Call Then Came You a cynic’s nightmare playground and an optimist’s floral garden. That’s too damn bad for the former more works than doesn’t. Written by Irish TV soap specialist Fergal Rock, plenty is plucky for plucky’s sake. The coffee shop acoustic soundtrack, while fitting, overly telegraphs mood. The aerial establishing shots, like the kind around Algarve Golf Holidays, are redundantly sunny. Merging morbidity to that kind of tone would normally sour smiles in similar situations. However, the lightly soulful themes of connection and thoughtfulness really shine and save this little amiable pleaser.

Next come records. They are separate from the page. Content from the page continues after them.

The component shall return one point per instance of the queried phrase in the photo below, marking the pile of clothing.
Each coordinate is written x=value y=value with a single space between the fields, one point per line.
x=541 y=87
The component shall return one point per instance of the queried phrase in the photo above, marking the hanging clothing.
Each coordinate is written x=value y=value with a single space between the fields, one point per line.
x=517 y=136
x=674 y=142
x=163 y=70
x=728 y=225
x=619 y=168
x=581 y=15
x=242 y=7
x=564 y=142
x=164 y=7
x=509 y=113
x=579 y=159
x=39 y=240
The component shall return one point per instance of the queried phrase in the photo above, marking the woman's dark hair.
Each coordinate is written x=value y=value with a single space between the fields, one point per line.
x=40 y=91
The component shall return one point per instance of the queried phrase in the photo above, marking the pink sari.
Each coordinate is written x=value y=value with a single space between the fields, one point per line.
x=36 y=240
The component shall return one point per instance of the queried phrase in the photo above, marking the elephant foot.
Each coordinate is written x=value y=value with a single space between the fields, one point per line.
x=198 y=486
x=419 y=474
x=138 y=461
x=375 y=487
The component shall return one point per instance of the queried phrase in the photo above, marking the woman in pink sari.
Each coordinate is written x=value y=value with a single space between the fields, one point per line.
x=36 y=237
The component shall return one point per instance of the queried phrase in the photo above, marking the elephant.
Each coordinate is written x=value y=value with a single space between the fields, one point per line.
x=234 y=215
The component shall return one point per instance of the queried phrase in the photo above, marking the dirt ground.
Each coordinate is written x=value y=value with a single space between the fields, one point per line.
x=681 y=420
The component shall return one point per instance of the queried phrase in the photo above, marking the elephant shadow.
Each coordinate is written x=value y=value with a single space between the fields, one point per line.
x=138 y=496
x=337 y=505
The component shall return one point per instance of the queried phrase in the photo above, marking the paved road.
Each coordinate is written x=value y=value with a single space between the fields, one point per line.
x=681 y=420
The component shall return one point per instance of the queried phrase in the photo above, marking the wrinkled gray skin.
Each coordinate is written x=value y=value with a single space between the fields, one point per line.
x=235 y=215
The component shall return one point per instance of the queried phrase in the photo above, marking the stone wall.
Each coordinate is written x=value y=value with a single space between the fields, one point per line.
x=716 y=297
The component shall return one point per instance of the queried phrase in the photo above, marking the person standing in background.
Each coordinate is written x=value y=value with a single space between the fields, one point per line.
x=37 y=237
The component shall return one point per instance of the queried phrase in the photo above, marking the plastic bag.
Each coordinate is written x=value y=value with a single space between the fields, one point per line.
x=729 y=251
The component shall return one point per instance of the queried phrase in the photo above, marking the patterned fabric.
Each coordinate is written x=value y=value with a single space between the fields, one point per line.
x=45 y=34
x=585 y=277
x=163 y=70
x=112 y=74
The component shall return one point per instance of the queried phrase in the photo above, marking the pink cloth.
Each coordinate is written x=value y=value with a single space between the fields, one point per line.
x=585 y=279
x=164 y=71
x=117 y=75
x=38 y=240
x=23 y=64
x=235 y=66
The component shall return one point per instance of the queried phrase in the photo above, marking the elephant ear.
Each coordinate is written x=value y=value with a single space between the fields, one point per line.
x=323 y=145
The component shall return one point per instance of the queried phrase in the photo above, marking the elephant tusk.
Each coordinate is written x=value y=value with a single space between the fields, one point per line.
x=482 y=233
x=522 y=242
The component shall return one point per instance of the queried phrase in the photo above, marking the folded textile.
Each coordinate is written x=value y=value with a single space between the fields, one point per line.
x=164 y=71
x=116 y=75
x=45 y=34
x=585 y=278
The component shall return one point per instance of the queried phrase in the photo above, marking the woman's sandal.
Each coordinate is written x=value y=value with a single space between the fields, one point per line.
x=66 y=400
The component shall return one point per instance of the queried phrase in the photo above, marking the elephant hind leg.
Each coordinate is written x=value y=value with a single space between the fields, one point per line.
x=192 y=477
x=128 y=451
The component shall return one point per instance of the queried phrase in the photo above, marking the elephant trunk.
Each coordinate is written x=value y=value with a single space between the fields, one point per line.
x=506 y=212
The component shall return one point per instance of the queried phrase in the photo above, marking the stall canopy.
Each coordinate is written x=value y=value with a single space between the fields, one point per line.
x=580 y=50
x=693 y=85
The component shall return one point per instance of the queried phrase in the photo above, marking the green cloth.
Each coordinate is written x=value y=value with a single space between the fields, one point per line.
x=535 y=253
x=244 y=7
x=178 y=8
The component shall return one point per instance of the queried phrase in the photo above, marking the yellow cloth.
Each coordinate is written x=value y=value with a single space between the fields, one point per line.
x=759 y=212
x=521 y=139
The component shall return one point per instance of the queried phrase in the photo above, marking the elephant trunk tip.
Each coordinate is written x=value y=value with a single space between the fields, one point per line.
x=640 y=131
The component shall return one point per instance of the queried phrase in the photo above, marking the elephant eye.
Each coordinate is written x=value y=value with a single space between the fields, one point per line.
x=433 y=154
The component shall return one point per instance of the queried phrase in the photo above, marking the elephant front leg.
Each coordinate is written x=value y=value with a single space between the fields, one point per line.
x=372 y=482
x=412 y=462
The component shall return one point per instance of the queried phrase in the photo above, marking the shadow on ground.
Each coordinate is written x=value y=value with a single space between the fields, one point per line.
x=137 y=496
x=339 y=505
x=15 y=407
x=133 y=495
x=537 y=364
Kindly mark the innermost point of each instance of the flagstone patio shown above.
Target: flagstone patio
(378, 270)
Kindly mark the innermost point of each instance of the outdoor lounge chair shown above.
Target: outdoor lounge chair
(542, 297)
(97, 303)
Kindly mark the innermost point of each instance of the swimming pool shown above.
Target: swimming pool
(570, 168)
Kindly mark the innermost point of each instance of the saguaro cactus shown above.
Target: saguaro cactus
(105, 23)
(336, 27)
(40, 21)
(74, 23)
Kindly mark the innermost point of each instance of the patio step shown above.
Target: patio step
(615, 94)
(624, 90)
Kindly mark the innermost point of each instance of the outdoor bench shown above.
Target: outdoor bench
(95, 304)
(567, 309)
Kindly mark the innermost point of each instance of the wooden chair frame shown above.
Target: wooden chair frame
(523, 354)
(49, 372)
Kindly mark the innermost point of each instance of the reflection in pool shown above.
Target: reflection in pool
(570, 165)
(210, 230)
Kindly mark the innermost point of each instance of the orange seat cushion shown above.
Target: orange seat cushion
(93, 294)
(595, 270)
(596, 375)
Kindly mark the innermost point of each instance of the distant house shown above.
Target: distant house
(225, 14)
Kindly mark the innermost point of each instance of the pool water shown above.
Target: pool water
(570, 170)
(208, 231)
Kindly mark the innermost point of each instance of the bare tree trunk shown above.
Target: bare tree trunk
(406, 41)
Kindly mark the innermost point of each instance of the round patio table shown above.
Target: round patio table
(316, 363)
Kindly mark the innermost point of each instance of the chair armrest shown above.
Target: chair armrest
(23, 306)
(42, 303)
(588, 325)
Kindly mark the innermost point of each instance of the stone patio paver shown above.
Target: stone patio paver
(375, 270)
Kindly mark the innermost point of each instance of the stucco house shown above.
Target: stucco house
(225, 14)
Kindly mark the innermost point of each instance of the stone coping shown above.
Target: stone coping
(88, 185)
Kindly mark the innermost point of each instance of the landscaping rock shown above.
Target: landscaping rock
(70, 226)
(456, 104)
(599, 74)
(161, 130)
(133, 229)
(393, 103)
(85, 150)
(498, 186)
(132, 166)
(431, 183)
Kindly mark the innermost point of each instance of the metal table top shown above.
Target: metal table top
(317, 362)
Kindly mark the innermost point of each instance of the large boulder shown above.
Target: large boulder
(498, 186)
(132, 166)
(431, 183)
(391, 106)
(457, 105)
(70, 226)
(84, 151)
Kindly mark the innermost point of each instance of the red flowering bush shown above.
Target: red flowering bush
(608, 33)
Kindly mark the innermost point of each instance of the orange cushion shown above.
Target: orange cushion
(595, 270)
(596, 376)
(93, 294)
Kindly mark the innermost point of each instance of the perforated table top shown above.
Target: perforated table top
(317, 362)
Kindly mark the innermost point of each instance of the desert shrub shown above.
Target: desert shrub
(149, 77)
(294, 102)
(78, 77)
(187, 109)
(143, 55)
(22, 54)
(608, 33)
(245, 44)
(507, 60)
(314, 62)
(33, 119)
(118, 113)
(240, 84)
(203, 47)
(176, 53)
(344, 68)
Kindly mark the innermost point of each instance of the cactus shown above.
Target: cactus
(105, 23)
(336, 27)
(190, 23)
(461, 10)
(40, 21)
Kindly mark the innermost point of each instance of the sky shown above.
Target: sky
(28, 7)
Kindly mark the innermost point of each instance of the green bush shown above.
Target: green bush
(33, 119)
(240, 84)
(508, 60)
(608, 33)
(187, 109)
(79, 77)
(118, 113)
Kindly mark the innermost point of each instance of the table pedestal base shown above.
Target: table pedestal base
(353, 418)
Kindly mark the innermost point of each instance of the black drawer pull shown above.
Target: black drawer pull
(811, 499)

Contrivances and coinkydinks are curved by character layers of genuine care expressed by Williams and Butterfield and the people they encounter. If all you’ve seen of Maisie Williams are her shades of bleak on Game of Thrones, come see her flourish with welcome nutty personality. Paired with her is Asa Butterfield, an actor who has slowly carved out his own niche of true and solid earnestness across The Boy in the Striped Pajamas, Ender’s Game, The Space Between Us, and more. Putting those two soon-to-be-22-year-olds together becomes a simple and sumptuous treat. The sweet spot created by these lessons and actors that play them out is where personality and earnestness win for Then Came You.